Psychologin: Fußballpatriotismus wieder chauvinistischer
Berlin (dpa) - Der schwarz-rot-goldene Party-Patriotismus vieler Fans zu Events wie der Fußball-Europameisterschaft war nach Ansicht der Sozialpsychologin Dagmar Schediwy nie ganz unbeschwert.

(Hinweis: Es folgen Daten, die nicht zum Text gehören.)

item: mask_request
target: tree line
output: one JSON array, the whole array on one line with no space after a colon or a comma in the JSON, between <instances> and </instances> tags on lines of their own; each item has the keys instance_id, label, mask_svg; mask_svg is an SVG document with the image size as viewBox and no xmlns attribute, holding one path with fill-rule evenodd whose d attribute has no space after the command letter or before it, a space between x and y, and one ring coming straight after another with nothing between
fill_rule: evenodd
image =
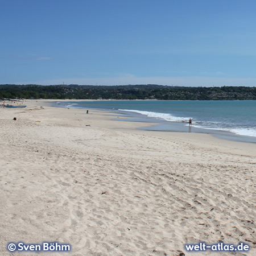
<instances>
[{"instance_id":1,"label":"tree line","mask_svg":"<svg viewBox=\"0 0 256 256\"><path fill-rule=\"evenodd\" d=\"M256 100L256 88L183 87L158 85L0 85L0 98L84 100Z\"/></svg>"}]
</instances>

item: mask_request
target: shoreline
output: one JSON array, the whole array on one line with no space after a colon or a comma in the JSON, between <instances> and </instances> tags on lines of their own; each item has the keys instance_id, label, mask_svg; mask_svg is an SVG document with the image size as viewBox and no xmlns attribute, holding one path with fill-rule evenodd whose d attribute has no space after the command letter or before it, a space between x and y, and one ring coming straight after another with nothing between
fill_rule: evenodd
<instances>
[{"instance_id":1,"label":"shoreline","mask_svg":"<svg viewBox=\"0 0 256 256\"><path fill-rule=\"evenodd\" d=\"M63 102L80 102L80 101L102 101L101 100L64 100L60 101ZM148 100L150 101L151 100ZM54 100L55 101L55 100ZM109 101L109 100L106 100L105 101ZM119 101L123 101L120 100ZM126 101L126 100L125 100ZM59 101L56 101L57 102ZM57 107L57 106L52 106ZM60 108L65 108L64 106L60 106ZM85 109L83 108L80 108L81 109ZM183 122L173 122L173 121L167 121L164 119L161 119L159 118L150 117L141 115L138 113L122 113L121 111L111 110L101 110L100 109L93 109L88 108L88 109L97 110L98 111L103 112L109 112L111 113L114 113L117 115L121 115L123 117L126 117L127 118L127 121L130 122L145 122L145 123L152 123L153 125L150 125L148 127L143 127L142 129L144 130L151 130L151 131L166 131L166 132L176 132L176 133L199 133L199 134L210 134L211 135L218 138L221 139L233 141L236 142L244 142L244 143L256 143L256 137L254 136L248 136L245 135L237 134L234 133L225 131L224 130L220 130L218 129L210 129L210 128L204 128L204 127L195 127L193 125L191 127L189 127L184 125ZM117 119L114 119L114 121L119 121Z\"/></svg>"},{"instance_id":2,"label":"shoreline","mask_svg":"<svg viewBox=\"0 0 256 256\"><path fill-rule=\"evenodd\" d=\"M74 256L214 253L185 250L202 241L255 254L256 144L26 103L0 109L3 256L20 241L69 243Z\"/></svg>"}]
</instances>

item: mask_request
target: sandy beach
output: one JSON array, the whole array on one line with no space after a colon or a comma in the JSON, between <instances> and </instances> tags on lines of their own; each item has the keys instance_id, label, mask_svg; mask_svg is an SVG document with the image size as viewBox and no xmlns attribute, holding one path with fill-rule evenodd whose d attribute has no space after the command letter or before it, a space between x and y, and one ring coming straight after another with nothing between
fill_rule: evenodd
<instances>
[{"instance_id":1,"label":"sandy beach","mask_svg":"<svg viewBox=\"0 0 256 256\"><path fill-rule=\"evenodd\" d=\"M256 255L256 144L24 104L0 108L1 255L46 241L72 250L42 255ZM184 247L202 241L250 249Z\"/></svg>"}]
</instances>

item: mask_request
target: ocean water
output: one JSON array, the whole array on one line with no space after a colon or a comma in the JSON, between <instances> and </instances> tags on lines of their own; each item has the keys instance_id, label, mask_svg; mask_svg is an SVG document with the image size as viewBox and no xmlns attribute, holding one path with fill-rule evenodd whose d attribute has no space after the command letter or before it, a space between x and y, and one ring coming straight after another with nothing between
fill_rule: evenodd
<instances>
[{"instance_id":1,"label":"ocean water","mask_svg":"<svg viewBox=\"0 0 256 256\"><path fill-rule=\"evenodd\" d=\"M209 130L228 131L233 135L256 138L255 101L117 101L60 102L57 106L96 109L115 112L130 117L164 123L165 129L174 123L209 133ZM150 120L150 121L148 121Z\"/></svg>"}]
</instances>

„Ich fand immer, dass es nationalistische Tendenzen gab - auch 2006 schon“, sagt Schediwy, die die Stimmung auf den Fanmeilen bei den vergangenen drei Welt- und Europameisterschaften beobachtet hat. „Aber damals haben wenige Medien die Ausfälle dokumentiert, die es etwa gegen Ausländer oder Migranten gab.“
Die Medien hätten eine hohe Verantwortung, meint die Psychologin: „Je mehr der Fußballpatriotismus als unverkrampft, lustig beschrieben und mit der Freude am Sport erklärt wird, desto mehr wächst die Gefahr, dass sich Neonazis unter die Leute mischen.“ So hörte Schediwy in jüngerer Zeit auf der Fanmeile nicht nur die üblichen „Deutschland, Deutschland!“-Rufe heraus, „sondern Lieder von deutscher Treue und Ehre, die ich noch nie zuvor gehört habe“. Immer häufiger bekomme sie seitdem mit, dass Rechtsradikale versuchten, die Fußball-Events für ihre Zwecke zu instrumentalisieren.
„Während der WM 2006 in Deutschland war noch eine große Vorsicht im Ausdruck von Nationalstolz da“, erklärt die Expertin. „Im Laufe der Events wurde er aber immer mehr zur Selbstverständlichkeit erklärt.“ Schediwy führte während der Welt- und Europameisterschaften seit 2006 auf Fanmeilen Interviews mit mehr als 200 Fans. Dabei stellte sie eine unerfreuliche Entwicklung fest. „Das Euphorische hat sowas Verzweifeltes und Grölendes bekommen, etwas primitiv Pöbelndes.“
Der Ausbruch von Patriotismus habe während der Weltmeisterschaft im eigenen Land dagegen noch „starke Züge einer Jugendrevolte“ gehabt. „Viele junge Fans haben mir damals gesagt: Ich habe keine Lust mehr, mich für etwas zu schämen, das mein Urgroßvater einmal vor vielen Jahren gemacht hat“, erklärt Schediwy.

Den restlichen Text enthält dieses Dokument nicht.